Bereketli Hilâlin batı yakasının Hıristiyan sakinleri, Yarımada'nın Hıristiyanları gibi birçoğu Roma doktrinine ters düşen kendi ge­leneklerine bağlı kaldılar. Bölge, İsa'nın Tan­rılığı ve insanlığını, iki tabiat (Apollinarîlik, Nesturîlik, Evtikhiyanizm, Monofizitizm, Monotelitizm) arasındaki ilişkileri, insan, günah ve kurtuluşun (Pelagianizm) tabiatını, Kilise'nin otoritesi ve Roma'nın kutsal görü­şünü (Montanizm, Donatizm) ve tasvirlerin meşruiyetini (azizlerin resimlerini parçalama) tartışarak "dalâlet" içinde sürüklenmeye de­vam etti. İslâm kapılarım çaldığında, çağrısı­nı memnuniyetle kabul etmeye hazırdılar ve hepsi birden müslüman oldular. Sadece bo­yunduruğunu kırmak istedikleri zâlim ve em­peryalist Bizans siyaseti tarafından değil, Ro­ma doktrininin zoraki üstünlüğüyle kendini gösteren aşikâr dinî sömürgecilik tarafından da gücendirilmişlerdi. İslâm'ın Hz. İsa'nın peygamberliğini ve insanlığını onaylaması ve diğer peygamberlere yaptığı gibi ondan da saygı dolu bir dille bahsetmesi de geri kalan yolu katetmelerini sağladı.

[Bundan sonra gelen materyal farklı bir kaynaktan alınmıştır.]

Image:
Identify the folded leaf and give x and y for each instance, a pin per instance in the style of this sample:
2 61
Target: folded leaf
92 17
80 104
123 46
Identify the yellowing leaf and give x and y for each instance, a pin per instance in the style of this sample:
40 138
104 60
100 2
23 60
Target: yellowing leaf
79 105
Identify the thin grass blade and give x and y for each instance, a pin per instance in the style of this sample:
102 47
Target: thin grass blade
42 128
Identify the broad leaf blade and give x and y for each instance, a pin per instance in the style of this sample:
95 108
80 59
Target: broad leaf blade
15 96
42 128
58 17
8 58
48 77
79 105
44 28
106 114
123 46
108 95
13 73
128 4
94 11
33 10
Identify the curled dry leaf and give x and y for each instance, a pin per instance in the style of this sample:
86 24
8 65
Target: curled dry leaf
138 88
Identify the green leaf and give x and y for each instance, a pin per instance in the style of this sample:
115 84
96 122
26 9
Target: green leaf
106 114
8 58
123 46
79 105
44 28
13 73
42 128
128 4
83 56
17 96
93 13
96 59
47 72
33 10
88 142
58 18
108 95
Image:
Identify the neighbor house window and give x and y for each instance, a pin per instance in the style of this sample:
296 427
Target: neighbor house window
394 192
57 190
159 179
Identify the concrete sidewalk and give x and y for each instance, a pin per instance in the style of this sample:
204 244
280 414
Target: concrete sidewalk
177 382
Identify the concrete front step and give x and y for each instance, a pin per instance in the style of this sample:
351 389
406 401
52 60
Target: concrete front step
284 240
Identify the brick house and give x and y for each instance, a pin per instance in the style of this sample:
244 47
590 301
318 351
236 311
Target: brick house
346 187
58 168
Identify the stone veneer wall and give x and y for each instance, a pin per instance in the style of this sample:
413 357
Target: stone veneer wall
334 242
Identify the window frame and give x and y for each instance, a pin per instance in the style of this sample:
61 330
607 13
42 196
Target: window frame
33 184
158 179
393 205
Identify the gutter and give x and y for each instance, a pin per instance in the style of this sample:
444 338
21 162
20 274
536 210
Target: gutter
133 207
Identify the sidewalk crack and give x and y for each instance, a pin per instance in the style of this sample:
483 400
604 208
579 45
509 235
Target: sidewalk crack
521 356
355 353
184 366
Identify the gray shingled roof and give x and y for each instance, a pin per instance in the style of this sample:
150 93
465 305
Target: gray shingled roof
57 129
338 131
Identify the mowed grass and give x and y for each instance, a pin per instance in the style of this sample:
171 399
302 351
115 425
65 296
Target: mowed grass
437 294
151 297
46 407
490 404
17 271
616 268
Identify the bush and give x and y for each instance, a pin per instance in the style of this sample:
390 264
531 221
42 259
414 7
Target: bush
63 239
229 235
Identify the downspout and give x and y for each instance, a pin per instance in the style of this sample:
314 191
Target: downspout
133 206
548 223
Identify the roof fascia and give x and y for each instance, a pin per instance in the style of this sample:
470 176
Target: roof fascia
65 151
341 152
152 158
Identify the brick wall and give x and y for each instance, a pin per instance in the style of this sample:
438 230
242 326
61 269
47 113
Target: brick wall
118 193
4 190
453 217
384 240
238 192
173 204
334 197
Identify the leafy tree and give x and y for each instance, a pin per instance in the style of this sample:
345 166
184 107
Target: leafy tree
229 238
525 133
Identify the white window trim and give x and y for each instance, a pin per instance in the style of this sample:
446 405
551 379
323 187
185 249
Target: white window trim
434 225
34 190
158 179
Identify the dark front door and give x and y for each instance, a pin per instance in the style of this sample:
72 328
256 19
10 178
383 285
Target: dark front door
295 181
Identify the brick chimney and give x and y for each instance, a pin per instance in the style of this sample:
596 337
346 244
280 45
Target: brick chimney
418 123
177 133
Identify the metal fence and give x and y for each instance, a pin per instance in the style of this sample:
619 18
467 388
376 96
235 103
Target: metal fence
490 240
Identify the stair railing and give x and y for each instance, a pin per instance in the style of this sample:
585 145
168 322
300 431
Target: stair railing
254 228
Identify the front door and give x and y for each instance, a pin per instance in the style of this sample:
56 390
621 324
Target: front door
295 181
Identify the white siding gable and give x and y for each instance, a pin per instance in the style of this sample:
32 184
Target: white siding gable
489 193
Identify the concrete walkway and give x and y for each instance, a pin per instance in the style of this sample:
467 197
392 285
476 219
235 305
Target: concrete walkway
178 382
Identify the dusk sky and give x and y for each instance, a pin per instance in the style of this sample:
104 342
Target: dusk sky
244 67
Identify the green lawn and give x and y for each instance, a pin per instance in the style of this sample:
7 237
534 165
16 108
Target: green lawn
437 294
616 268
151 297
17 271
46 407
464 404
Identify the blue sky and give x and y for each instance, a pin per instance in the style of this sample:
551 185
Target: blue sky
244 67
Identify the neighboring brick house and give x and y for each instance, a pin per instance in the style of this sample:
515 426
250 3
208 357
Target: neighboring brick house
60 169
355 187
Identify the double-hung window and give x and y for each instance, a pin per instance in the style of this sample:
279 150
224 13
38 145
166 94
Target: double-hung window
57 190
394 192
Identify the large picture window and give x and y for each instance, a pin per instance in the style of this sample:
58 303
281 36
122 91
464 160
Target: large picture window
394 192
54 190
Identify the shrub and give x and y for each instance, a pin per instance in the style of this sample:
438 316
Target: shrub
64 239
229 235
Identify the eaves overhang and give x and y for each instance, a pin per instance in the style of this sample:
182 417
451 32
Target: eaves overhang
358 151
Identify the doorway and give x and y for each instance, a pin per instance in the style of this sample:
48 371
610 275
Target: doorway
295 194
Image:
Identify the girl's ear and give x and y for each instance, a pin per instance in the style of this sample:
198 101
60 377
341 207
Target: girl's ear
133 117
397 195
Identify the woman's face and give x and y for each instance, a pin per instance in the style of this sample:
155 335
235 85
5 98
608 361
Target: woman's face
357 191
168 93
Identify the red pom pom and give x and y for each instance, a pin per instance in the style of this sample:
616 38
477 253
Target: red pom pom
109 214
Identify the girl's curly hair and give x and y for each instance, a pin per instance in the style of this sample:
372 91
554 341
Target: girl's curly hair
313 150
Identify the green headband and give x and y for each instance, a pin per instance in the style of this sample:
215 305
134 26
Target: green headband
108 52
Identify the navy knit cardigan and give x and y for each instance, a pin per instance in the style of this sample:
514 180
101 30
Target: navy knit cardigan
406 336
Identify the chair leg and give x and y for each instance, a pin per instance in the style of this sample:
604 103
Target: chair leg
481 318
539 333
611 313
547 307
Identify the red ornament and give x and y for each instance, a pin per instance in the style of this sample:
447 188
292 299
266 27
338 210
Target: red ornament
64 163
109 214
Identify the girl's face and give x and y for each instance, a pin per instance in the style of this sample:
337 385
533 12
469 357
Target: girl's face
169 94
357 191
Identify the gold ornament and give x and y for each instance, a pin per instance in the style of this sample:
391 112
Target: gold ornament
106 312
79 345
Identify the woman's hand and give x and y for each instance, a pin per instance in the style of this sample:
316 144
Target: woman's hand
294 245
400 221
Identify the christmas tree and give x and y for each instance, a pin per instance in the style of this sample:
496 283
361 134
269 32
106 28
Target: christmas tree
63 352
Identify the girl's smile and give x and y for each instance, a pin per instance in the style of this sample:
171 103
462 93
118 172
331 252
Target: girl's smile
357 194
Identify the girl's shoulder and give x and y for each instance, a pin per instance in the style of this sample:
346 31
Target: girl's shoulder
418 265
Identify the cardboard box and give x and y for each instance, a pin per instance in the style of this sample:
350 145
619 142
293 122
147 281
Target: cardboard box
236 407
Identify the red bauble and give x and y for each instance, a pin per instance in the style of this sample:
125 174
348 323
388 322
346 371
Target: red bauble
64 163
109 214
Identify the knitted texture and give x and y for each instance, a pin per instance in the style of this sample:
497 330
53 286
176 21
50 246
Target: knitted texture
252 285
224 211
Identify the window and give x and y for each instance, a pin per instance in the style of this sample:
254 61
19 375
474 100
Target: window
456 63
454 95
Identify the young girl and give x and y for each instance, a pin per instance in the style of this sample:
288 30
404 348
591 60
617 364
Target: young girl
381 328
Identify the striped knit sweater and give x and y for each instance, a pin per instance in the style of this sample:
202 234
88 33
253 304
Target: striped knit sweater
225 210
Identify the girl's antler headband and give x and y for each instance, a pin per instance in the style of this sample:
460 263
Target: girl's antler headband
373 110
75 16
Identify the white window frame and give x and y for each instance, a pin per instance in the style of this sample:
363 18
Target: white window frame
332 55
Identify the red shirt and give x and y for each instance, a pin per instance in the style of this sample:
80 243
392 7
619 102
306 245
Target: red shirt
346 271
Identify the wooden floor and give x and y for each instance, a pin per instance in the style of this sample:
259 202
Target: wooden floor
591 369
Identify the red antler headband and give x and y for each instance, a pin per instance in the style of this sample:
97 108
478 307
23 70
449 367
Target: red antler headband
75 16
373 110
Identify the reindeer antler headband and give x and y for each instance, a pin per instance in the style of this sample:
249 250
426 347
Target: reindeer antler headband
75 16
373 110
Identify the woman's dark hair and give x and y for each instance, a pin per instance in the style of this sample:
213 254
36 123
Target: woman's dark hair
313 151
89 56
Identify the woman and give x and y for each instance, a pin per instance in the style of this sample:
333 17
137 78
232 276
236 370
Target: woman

İslâm'a giren doğu Hıristiyanları, daha sonra İslâm medeniyetini zenginleştirecek olan fi­kirleri, sanatları ve geleneklerini de beraber­lerinde getirdiler. Batılı yazarlar doğu kili­selerini sık sık gericilikleri, bilgiçlik taslama­ları ve geç anlayışları yüzünden suçlarlar. İslâm'ın zaferlerinin sânını azaltmak için, bu kiliseler ile Bizans için; çürük, beceriksiz, ve İslâm sahneye çıktığında da düşüşe hazır ifa­delerini kullanırlar. Gerçek şudur ki, İslâm ortaya çıktığında; Bizans Hıristiyanlığının gericiliği, bilgiçlik taslaması ve geç kavrayışı Hıristiyan âleminin tamamı için eşit derecede doğruydu. İslâm, sınırları içine kattığı bölge­lerdeki Hıristiyanlığı küçük tartışmalardan ve bâtıl itikatların doktrinlerinden temizleyerek değiştirdi. İslâm geldikten sonra, Hıristiyan­ların yetenekleri ve enerjileri İslâm kültür ve medeniyetine doğru aktı. İslâm hâkimiyeti al­tında, Bereketli Hilâl ruhu, kendisini tekrar keşfetti ve eski çağlardaki Mezopotamya mi­rasını yeniden kabul etti. Bir taraftan Yunan­lılar ve Romalılar, diğer taraftan da İranlılar tarafından geçici bir süre için (yaklaşık 1000 yıl!) kendi kimliklerinden uzaklaştırılmışlar­dı. Birincisi, ilk önce tabiatçılığını ve putpe­restliğini, ve daha sonra da İsa'nın dininin de­ğiştirilmiş teslisçi, kurtuluşçu bir görüşünü zorla kabul ettirmişti. Diğeri ise dualizmini ve kast sistemini empoze etmişti. İslâmın hızı ile ikisi de sarsıldı; Bereketli Hilâl Arapları, Yanmada Araplarıyla Semitik medeniyeti tekrar kurmak için bîr araya geldiler.